You could also use std::adjacent_find:

auto i = std::adjacent_find(begin(s), end(s), [](int i, int j) { return i + 1 != j; });

if(i == s.end()) {
  std::cout << *s.rbegin() + 1 << std::endl;
} else {
  std::cout << *i + 1 << std::endl;
}

Response to the edit: A way to make it prettily inlineable is

  std::cout << std::accumulate(begin(s), end(s), 0,
                               [](int last, int x) {
                                 return last + 1 == x ? x : last;
                               }) + 1 << '\n';

...but this is less efficient because it does not short-circuit when it finds a gap. Another way that does short-circuit is

std::cout << *std::mismatch(begin     (s),
                            prev(end  (s)),
                            next(begin(s)),
                            [](int lhs, int rhs) { 
                              return lhs + 1 == rhs;
                            }).first + 1 << '\n';


回答2:

Have you tried adjacent_find?

#include <algorithm>
#include <iostream>
#include <set>

int main()
{
    std::set<int> foo{0, 1, 2, 4};
    auto it = std::adjacent_find(begin(foo), end(foo),
         [](auto e1, auto e2){ return (e2 - e1) > 1; });

    // precondition: foo is not empty
    if (it == end(foo)) --it;
    std::cout << *it+1;
}

EDIT: OK, if you consider Boost standard enough, you can do this, which is damn nice:

#include <algorithm>
#include <boost/iterator/counting_iterator.hpp>
#include <set>
#include <iostream>

int main()
{
    std::set<int> foo{0, 1, 2, 4};
    auto it =
        std::mismatch(
           begin(foo), end(foo),
           boost::counting_iterator<int>(*begin(foo))
        );
    std::cout << *it.second;
}

Live example.

EDIT 2: another one I thought of while reading another question:

int i = 0;
std::find_if(begin(foo), end(foo),
    [&i](int e){ return e != i++; });
std::cout << i;

Which is just another way of previus one with mismatch.



回答3:

You're hitting a fringe case. Your while loop is failing once i == location at the end of the set. In this case it is ending at i == 3. You need to let i walk past the bounds of your array in order to make this work.

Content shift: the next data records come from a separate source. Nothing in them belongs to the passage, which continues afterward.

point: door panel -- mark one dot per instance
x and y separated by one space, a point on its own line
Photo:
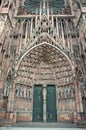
38 104
51 103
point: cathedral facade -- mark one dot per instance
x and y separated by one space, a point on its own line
43 60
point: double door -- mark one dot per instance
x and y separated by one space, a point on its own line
38 103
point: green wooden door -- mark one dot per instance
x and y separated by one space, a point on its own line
38 104
51 104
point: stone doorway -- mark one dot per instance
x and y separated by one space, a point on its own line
44 108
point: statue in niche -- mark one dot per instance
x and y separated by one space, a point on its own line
72 92
20 92
17 92
24 89
65 93
6 3
6 90
30 94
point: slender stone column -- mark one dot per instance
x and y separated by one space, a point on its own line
44 103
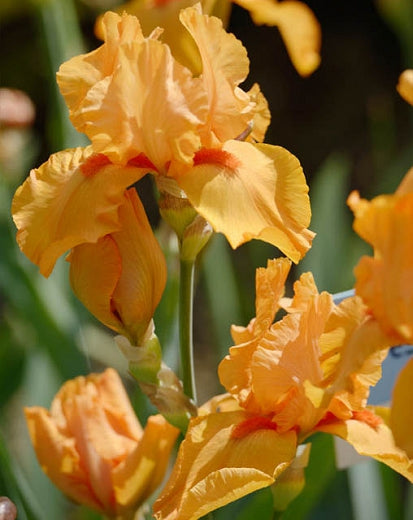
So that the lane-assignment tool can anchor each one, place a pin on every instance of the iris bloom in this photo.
(385, 280)
(121, 277)
(296, 22)
(93, 448)
(308, 372)
(145, 112)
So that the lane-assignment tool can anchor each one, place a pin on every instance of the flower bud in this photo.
(91, 445)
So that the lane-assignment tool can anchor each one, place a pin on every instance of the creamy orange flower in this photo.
(93, 448)
(145, 112)
(295, 20)
(385, 281)
(405, 85)
(308, 372)
(121, 277)
(401, 415)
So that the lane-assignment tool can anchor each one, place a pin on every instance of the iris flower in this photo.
(296, 22)
(144, 112)
(308, 372)
(91, 445)
(385, 280)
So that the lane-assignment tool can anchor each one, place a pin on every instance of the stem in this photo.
(186, 296)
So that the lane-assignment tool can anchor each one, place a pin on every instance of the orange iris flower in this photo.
(296, 22)
(93, 448)
(145, 112)
(385, 281)
(308, 372)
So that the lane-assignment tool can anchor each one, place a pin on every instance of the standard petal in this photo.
(401, 415)
(77, 76)
(95, 270)
(385, 280)
(137, 477)
(298, 26)
(405, 85)
(251, 191)
(376, 442)
(71, 199)
(218, 463)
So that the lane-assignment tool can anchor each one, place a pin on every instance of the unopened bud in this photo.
(291, 482)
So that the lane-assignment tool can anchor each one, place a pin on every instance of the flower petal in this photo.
(145, 103)
(377, 443)
(141, 473)
(401, 415)
(251, 191)
(59, 458)
(215, 466)
(385, 280)
(224, 66)
(66, 202)
(298, 27)
(405, 85)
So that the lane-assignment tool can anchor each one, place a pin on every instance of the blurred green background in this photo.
(349, 128)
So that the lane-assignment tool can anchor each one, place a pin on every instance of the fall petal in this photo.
(251, 191)
(59, 458)
(405, 85)
(141, 473)
(121, 278)
(68, 201)
(401, 415)
(377, 443)
(215, 466)
(384, 281)
(298, 27)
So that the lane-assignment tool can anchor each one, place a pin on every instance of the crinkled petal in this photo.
(137, 477)
(215, 466)
(121, 278)
(405, 85)
(95, 270)
(224, 66)
(298, 26)
(59, 459)
(385, 281)
(377, 443)
(251, 191)
(71, 199)
(401, 415)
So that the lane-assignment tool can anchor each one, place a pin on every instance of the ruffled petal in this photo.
(137, 477)
(59, 459)
(251, 191)
(405, 85)
(224, 66)
(385, 280)
(298, 26)
(145, 103)
(121, 278)
(376, 442)
(71, 199)
(401, 415)
(218, 463)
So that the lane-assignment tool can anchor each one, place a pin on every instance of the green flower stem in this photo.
(186, 296)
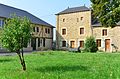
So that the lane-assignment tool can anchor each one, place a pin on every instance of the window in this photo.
(104, 32)
(48, 31)
(63, 31)
(45, 30)
(81, 30)
(98, 41)
(33, 29)
(37, 29)
(63, 43)
(77, 19)
(81, 44)
(38, 42)
(81, 18)
(43, 42)
(64, 20)
(1, 23)
(72, 44)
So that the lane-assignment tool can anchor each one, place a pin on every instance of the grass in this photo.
(62, 65)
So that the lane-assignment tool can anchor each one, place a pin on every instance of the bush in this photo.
(90, 44)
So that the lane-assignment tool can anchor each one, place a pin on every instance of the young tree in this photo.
(106, 11)
(16, 35)
(90, 44)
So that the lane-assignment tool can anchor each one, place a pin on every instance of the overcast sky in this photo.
(45, 9)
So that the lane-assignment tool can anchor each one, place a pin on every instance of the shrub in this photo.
(90, 44)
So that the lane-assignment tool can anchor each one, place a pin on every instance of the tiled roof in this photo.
(75, 9)
(96, 23)
(6, 11)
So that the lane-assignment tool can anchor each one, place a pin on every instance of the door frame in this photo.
(109, 45)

You can do this by changing line 2 to :

while (++i **<**= prev(foo.end()) && *prev(i) + 1 == *i);

By making it <=, i will fail once it is past the value at the end of foo.

Here's a few other things to think about: 1) Sets aren't guaranteed to be sorted. 2) What happens in the situation where set foo(0, 1, 1); i.e. duplicates where the one that fails is correct but it is also the one at the end of the set?

You'll need a slightly more complex algorithm to catch all of these cases.